"Aku ingin dipeluk jiwamu penuh dan utuh, hingga nanti waktu kembali pada semoga yang melibatkan banyak doa-doa untuk mewujudkan kata bersama."
Mungkin nanti kau temukan dalam setiap perjalanan, kekeliruan dan kesalahpahaman; itu sudah pasti dan menjadi keyakinan bahwa hidup adalah persoalan-persoalan yang harus diselesaikan. Namun hal mendasar dan paling dasar adalah kamu menjadi bagian utuh dari hidupku dan aku adalah salah satu sempurnanya jiwamu. Ketika kau peluk aku dengan jiwamu.
Sampai di suatu masa yang tak pernah disebutkan dalam sejarah yang sudah dan belum terungkap. Semoga Puan, tetap menjadi utuhnya harapan. Menuju batas waktu bersamamu. Menuju senja usia hidupku, semoga engkau pun demikian.
Jadilah pelita yang tak pernah redup diterpa angin. Jadilah bintang yang mewarnai langitku. Jadilah hujan, yang nantinya berembun dan menyejukkan. Dan jadilah selalu seseorang yang berusaha untuk menjadi lebih baik lagi. Biarkan semuanya berdampak positif, mengantarkan kita pada satu ikatan yang direlakan.

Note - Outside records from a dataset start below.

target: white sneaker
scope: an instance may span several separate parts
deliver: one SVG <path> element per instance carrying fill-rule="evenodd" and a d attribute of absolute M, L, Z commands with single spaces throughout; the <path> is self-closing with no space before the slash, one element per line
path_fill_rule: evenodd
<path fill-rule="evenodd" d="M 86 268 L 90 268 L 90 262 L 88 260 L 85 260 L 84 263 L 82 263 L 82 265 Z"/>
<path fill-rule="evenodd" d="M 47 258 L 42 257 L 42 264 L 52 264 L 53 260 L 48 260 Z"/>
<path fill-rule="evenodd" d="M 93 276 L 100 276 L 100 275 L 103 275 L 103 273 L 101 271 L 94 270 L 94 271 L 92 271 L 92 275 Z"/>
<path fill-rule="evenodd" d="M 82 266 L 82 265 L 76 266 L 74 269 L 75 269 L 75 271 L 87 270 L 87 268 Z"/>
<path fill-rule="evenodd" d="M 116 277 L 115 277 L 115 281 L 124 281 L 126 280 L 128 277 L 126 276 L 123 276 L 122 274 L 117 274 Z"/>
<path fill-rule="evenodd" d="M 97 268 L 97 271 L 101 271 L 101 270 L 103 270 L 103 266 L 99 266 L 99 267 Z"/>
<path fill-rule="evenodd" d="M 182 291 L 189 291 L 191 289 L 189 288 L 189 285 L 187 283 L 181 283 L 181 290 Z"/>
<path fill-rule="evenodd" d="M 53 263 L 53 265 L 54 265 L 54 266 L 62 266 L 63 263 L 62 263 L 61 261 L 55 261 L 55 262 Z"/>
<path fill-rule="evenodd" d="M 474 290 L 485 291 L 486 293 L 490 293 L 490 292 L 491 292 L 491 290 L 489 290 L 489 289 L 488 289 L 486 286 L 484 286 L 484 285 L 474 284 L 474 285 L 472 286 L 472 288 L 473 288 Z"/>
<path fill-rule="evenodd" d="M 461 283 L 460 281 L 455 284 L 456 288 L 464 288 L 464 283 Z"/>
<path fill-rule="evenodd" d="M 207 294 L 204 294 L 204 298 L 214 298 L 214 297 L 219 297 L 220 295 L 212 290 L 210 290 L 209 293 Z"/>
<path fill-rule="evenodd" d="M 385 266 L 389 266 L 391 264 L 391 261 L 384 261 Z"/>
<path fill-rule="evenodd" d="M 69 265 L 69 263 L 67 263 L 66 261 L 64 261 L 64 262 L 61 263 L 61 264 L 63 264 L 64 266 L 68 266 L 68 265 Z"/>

Segala hal yang masih menjejak, biarkan ia abadi meski sering kali melukai. Karena pada satu waktu yang tak pernah disebutkan dalam sejarah, ia akan kembali memberi pelajaran dan menjadi bentuk silsilah. Seperti aku yang masih terlalu betah di masa lalu dan merasa enggan menuju masa depan, bila tanpamu.
"Kita seperti kunang-kunang yang menghilang di tengah-tengah ilalang sebelum akhirnya petang merenggut terang."
Aku lebih memilih untuk menjalani yang saat ini. Mempersiapkan segalanya, menghadapi segala kemungkinan dan kenyataan. Pada akhirnya aku, kau, dia, dan mereka sama-sama sampai di sebuah titik di mana akan kembali setelah berpetualang dengan ego dan keinginan hati. Takdir dan mimpi. Keberadaan, kesendirian, ditinggalkan, dan ditemani adalah rangkaian cerita yang setiap orang miliki.